İşte, her gün yolsuzluklarla mücadele
edeceklerini duymanız mümkün, fakat bu konu hakkında hiç bir şey yapmıyorlar
denilse de yeri. Bu konuda kaygılandıklarını söylemeleri ile iş bitmiyor.
Çin’i ele alalım. Orada sadece sözde değil
gerçekten de bu tip olumsuzluklarla mücadele ediyorlar. Kanundışı hareket eden
kim olursa olsun mücadele ediliyor isterse oligarh, isterse belediye başkanı
veya parti üst düzey görevlisi olsun farketmiyor hapse atıyor hatta idam bile
ediyorlar.
Çaldıysan, cezasını çekmelisin. İşte zaten
bu yüzden Çinlilerin devlet erkine bakışı ile Rusların devlet erkine bakışları
hiç birbirine benzemiyor. Onlar liderlerine güveniyorlar ve bu yüzden
ülkelerinin daha iyi bir geleceğe ulaşması için ellerinden geleni yapıyorlar.
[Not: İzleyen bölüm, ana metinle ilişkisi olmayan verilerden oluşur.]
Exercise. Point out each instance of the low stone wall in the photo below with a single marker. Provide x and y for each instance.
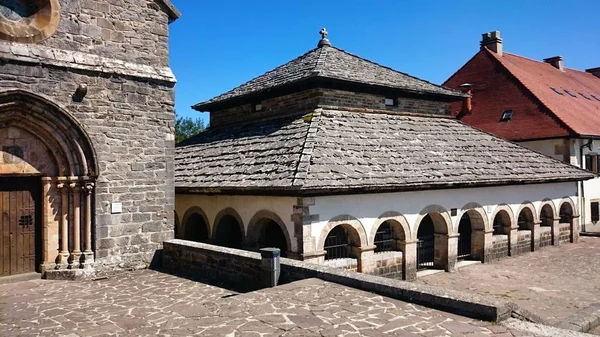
(564, 233)
(388, 264)
(524, 242)
(499, 247)
(545, 236)
(243, 268)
Rusya’da suçluların layık olduklarını
bulmuyor olmaları haırsızların sayısını arttırıyor, toplumsal yapı bozuluyor,
daha iyi bir gelecek için umut sahibi olunmasını engelleyen bir ortam ortaya
çıkıyor. Yakın bir geçmişte televizyonda daha önce finans bakanlığı yapmış,
milyarlarca ruble çalmış olan, yurtdışında saklanmaya devam eden birisi ile
gazetecinin yaptığı sohbette ‘ Sana ait olmayan bir ülkede yaşamak kolay değil’
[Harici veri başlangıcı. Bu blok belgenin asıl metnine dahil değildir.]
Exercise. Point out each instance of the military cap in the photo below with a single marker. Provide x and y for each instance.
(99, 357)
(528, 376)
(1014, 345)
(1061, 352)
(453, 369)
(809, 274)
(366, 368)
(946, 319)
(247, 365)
demişti. Fakat bunu işiten muhabir adeta duymamış gibi yapıp devamını
getirmemişti.
Hırsızı, üçkağıtçıyı yakalamak için adeta
kimse uğraşmıyor gibi. Neden? Neden böyle olduğu aslında çok belli, eğer suçlu
yakalanıp sorgulanmaya başlanırsa kendisi ile alakalı olan diğerlerini de
söyleyecekte o yüzden.
Yine televizyonda izlediğim başka bir
programdan bahsetmek istiyorum. Program Moskova bölgesinde düşmana karşı büyük
ve sert bir dirençle karşı koyup canından olanlar anısına dikilen bir anıt
hakkındaydı. Muhabir bu konudaki düşüncelerini almak için bölgede yaşayan
çocuklara sorular soruyordu; ‘Onlar gibi canınızı sakınmadan vatanınızı korumak
için savaşırmısınız’ diyordu. Çocuklar ise hiç düşünmeden tereddüt bile etmeden
‘hayır, niye ki’ diye cevep veriyorlardı. Çocuklar ‘ Onlar vatanları,
toprakları için canlarını esirgemediler. Biz canımızı ne için vereceğiz.
Topraklar artık bizim değil, zenginler onu satın aldılar. Ülke! O nedir ki!
Fridmanın bankaları m, yoksa Deripaske’nin yatlarımı?’
Duyduklarıma inanmak istemedim, fakat ne
kadar üzücüyse de, işte Rusya’nın aldığı yol bu.